Compliqué également de se faire entendre sur les réseaux sociaux contrôlés par des géants de la tech désormais dévoués au président américain. « Les démocrates ont perdu beaucoup de soutiens, il y a eu un changement complet de l’échiquier politique », note Marie Ménard.

Des combats locaux, jusqu’à quand ?

Le combat contre le programme brutal de Donald Trump va davantage s’organiser au niveau local. Le maire de Chicago, Brandon Johnson, a par exemple promis de « protéger les sans-papiers » et de « protéger les Noirs, les Latinos, les Asiatiques », deux jours après l’investiture du chef d’Etat, souhaitant prémunir la population immigrée de sa ville des expulsions massives voulues par l’administration Trump.

ONG et associations de droits civiques militent également via des actions comme des manifestations, du boycott de X ou Meta ou encore des chaînes de solidarité sur les réseaux sociaux pour prévenir des déplacements de la police et ainsi éviter les arrestations d’immigrés. « Les mobilisations sociales sont, par définition, ponctuelles », prévient toutefois François Vergniolle de Chantal. Cette opposition dans la société fait d’autre part face à « une répression accrue », souligne Marie Ménard. Pourra-t-elle ainsi durer quatre années sans que la solidarité ne s’effrite ? Sans s’épuiser ? Sans se décourager ?

L’action en justice, dernier levier

« Le seul contre-pouvoir envisageable, c’est l’action en justice et des juges qui invalident les actes et décrets illégaux ou inconstitutionnels », tranche alors Anne Deysine, professeure des universités et autrice des Juges contre l’Amérique (Libellus). Et ce, même si « le pouvoir judiciaire fédéral comprend beaucoup de juges nommés par Donald Trump », ajoute-t-elle. Ça a été le cas récemment quand tribunal fédéral américain a suspendu mardi et pendant une semaine le gel de milliards de dollars d’aides publiques, dont des subventions et des allocations, décidées la veille. Une décision rendue à la suite d’un recours d’ONG et de puissants Etats démocrates.

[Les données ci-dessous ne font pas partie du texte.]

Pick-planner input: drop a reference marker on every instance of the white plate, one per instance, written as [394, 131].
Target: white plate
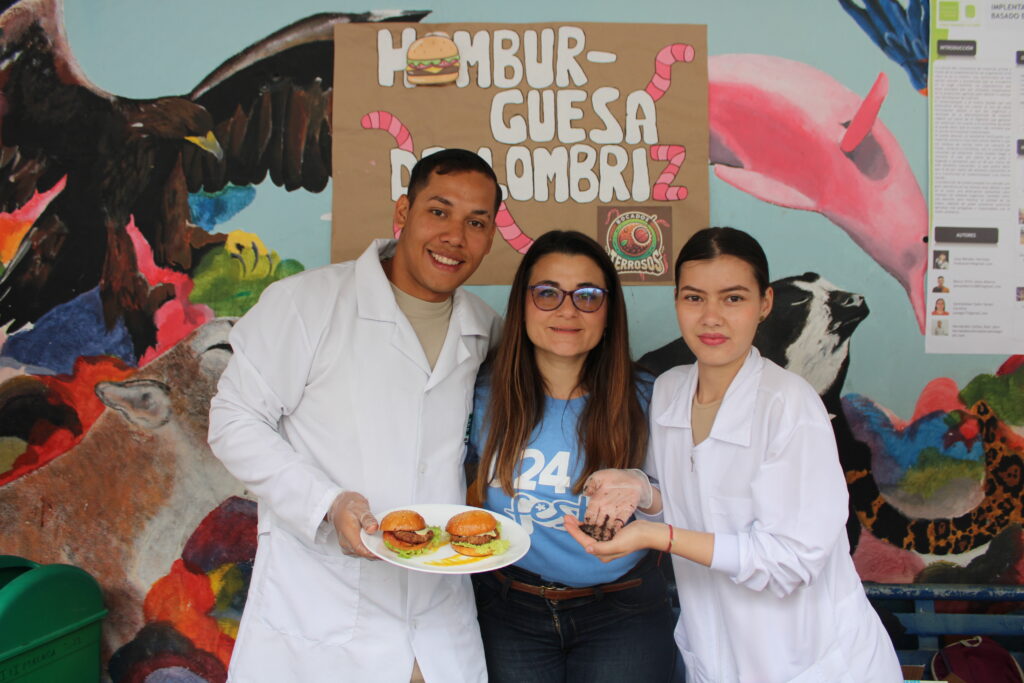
[445, 560]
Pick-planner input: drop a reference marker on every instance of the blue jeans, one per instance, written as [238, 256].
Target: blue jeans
[614, 637]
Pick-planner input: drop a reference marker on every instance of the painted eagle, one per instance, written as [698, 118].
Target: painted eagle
[265, 111]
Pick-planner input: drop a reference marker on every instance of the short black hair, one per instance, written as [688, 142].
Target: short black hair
[451, 161]
[713, 242]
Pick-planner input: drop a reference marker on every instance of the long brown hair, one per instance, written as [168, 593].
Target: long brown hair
[612, 428]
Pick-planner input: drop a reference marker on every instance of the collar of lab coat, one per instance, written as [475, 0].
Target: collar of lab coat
[734, 419]
[376, 302]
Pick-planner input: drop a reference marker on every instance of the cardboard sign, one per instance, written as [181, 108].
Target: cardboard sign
[596, 127]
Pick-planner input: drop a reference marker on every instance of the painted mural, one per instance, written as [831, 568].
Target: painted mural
[132, 235]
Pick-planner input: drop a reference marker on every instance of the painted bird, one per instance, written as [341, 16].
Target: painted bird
[265, 111]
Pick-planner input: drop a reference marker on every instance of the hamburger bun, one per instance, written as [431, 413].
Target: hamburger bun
[473, 532]
[404, 530]
[402, 520]
[432, 59]
[471, 522]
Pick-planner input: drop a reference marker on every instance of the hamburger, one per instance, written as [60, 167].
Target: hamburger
[476, 532]
[432, 59]
[407, 534]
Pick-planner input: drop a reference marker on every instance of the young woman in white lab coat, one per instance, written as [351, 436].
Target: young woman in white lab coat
[753, 495]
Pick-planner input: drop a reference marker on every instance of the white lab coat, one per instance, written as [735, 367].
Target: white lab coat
[329, 389]
[788, 605]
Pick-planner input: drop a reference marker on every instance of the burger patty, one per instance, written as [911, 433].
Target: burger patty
[473, 540]
[413, 537]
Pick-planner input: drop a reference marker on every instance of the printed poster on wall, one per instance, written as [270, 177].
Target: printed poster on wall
[596, 127]
[976, 240]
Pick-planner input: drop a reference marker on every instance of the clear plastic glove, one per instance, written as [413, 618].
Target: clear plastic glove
[612, 496]
[349, 513]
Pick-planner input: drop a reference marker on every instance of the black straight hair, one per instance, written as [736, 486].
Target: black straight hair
[451, 161]
[714, 242]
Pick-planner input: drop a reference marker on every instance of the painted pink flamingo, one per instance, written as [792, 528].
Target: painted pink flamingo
[793, 135]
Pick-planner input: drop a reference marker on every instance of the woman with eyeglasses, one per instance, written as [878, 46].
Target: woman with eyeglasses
[563, 399]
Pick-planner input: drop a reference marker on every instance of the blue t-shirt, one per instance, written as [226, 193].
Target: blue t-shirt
[550, 465]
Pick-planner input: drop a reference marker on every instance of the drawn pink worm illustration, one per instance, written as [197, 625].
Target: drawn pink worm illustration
[506, 224]
[674, 154]
[667, 56]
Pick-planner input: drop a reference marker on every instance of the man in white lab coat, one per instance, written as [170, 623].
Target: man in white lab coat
[349, 390]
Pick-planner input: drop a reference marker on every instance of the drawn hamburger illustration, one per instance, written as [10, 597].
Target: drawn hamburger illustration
[406, 532]
[432, 59]
[477, 534]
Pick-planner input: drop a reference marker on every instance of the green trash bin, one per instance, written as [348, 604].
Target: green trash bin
[50, 619]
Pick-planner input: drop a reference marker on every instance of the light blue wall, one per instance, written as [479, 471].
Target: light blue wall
[148, 48]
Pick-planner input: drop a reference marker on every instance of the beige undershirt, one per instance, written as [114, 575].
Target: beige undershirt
[701, 418]
[429, 321]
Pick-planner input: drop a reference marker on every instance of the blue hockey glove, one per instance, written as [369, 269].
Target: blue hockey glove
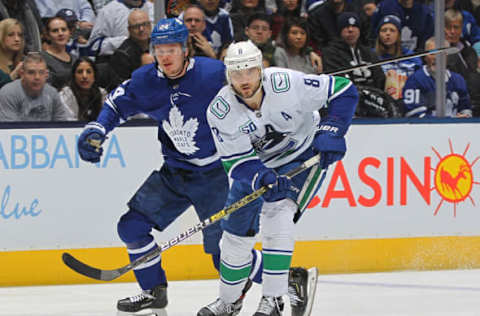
[90, 142]
[281, 186]
[330, 142]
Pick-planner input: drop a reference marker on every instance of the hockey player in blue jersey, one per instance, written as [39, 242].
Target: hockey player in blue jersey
[264, 126]
[175, 91]
[419, 91]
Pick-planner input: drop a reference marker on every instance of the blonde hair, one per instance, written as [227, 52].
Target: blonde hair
[5, 27]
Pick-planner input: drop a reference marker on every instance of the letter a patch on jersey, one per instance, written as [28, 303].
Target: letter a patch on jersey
[280, 82]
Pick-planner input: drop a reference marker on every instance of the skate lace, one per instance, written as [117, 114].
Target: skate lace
[219, 306]
[293, 295]
[140, 297]
[267, 304]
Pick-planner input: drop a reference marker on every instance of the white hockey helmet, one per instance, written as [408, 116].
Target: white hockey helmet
[243, 55]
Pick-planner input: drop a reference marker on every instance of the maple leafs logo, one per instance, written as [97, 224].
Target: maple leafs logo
[181, 134]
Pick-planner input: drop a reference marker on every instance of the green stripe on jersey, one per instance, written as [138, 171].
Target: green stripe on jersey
[340, 84]
[276, 262]
[228, 164]
[233, 275]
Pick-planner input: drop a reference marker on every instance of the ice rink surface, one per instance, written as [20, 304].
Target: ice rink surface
[436, 293]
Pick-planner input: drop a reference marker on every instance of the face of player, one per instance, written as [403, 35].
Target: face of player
[84, 75]
[297, 37]
[34, 76]
[171, 59]
[350, 35]
[14, 38]
[245, 81]
[58, 32]
[453, 31]
[388, 34]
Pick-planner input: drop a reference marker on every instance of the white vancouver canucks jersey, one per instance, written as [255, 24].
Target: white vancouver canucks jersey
[282, 128]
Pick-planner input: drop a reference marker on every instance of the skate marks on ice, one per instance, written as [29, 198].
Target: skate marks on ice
[436, 293]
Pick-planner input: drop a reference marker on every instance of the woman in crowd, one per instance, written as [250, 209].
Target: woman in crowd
[287, 10]
[294, 54]
[83, 96]
[12, 44]
[388, 45]
[59, 61]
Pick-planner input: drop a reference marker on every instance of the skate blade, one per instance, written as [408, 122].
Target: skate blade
[312, 289]
[147, 312]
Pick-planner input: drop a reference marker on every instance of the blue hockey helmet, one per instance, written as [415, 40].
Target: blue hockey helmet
[169, 31]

Notre dossier sur Donald Trump

Malgré une cour suprême majoritairement favorable à Donald Trump, certaines ordonnances « notamment sur la nationalité américaine qu’il souhaite retirer aux enfants nés aux Etats-Unis de parents immigrés, ne vont pas passer car elles vont contre la constitution », complète Eric Rouby. Si les actions semblent limitées pour les progressistes américains, quelques moyens restent à disposition. A voir s’ils parviennent à dégainer assez souvent et assez longtemps pour sauvegarder les droits qu’ils défendent.